Par ailleurs, cette obligation édictée par l'article L. 212-1 du Code de la consommation ne constitue pas en l'espèce une atteinte aux dispositions du traité de Rome prohibant les entraves aux importations entre les Etats membres de la Communauté, dès lors que cette obligation, également mise à la charge de l'exportateur par la circulaire européenne de 1989, a pour effet de garantir aux consommateurs en France le respect des directives européennes énoncées dans la circulaire du 24 juillet 1973 et intégrées dans la législation des Etats belge et français.

En conséquence, la cour, infirmant le jugement déféré, déclarera Georges H coupable du délit de tromperie sur les qualités substantielles de la marchandise vendue dans les termes visés à la prévention.

Compte tenu de l'ensemble des éléments soumis à l'appréciation de la cour, il y a lieu de faire à Georges H une application très modérée de la loi pénale en le condamnant au paiement d'une amende de 3 000 F et en excluant la mention de cette condamnation au bulletin n° 2 de son casier judiciaire.

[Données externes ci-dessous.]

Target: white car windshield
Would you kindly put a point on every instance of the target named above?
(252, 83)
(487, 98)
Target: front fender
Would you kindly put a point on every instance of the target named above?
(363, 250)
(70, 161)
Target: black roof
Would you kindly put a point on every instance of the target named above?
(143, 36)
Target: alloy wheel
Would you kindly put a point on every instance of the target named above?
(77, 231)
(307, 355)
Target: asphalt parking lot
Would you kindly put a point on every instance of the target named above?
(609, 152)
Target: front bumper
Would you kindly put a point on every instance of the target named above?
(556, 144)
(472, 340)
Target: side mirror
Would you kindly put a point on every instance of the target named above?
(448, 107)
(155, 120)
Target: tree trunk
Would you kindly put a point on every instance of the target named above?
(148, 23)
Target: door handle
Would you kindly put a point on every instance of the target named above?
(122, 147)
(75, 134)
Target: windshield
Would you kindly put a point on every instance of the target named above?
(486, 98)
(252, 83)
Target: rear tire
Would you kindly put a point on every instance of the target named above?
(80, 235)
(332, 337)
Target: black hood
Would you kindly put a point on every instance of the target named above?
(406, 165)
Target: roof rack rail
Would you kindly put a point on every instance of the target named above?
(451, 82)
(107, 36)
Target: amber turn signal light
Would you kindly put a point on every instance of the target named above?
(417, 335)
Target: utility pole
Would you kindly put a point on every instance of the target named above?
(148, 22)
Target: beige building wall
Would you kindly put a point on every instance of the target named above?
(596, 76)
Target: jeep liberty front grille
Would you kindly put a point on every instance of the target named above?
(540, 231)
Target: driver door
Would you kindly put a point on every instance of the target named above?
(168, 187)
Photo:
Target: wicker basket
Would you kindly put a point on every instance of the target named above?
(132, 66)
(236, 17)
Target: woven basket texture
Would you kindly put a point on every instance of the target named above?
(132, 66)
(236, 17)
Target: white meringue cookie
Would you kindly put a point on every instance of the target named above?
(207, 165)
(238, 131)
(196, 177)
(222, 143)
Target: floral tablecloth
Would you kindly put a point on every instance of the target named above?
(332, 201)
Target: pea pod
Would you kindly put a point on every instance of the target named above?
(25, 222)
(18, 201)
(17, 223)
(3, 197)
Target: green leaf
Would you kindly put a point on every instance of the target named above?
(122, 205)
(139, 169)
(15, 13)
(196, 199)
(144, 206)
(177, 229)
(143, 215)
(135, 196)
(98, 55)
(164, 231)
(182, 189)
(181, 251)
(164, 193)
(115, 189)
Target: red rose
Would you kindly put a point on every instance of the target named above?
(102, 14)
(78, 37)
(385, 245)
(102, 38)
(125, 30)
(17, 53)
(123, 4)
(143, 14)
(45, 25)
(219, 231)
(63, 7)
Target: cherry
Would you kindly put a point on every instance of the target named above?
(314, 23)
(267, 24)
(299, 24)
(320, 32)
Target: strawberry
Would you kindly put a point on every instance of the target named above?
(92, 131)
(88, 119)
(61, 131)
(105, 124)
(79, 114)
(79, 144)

Par ces motifs LA COUR Statuant publiquement et contradictoirement, En la forme Déclare l'appel du Ministère public recevable. Au fond - Infirme le jugement déféré. - Déclare Georges H coupable du délit de tromperie sur les qualités substantielles de la marchandise vendue commis au Havre et sur le territoire national courant 1995. - Le condamne à une amende de 3 000 F. - Exclut la mention de la présente condamnation du bulletin n° 2 de son casier judiciaire. - Dit qu'il ne pourra être recouru à la contrainte par corps en raison de l'âge de la personne condamnée. La présente procédure est assujettie à un droit fixe de huit cents francs (800 F) dont est redevable Georges H.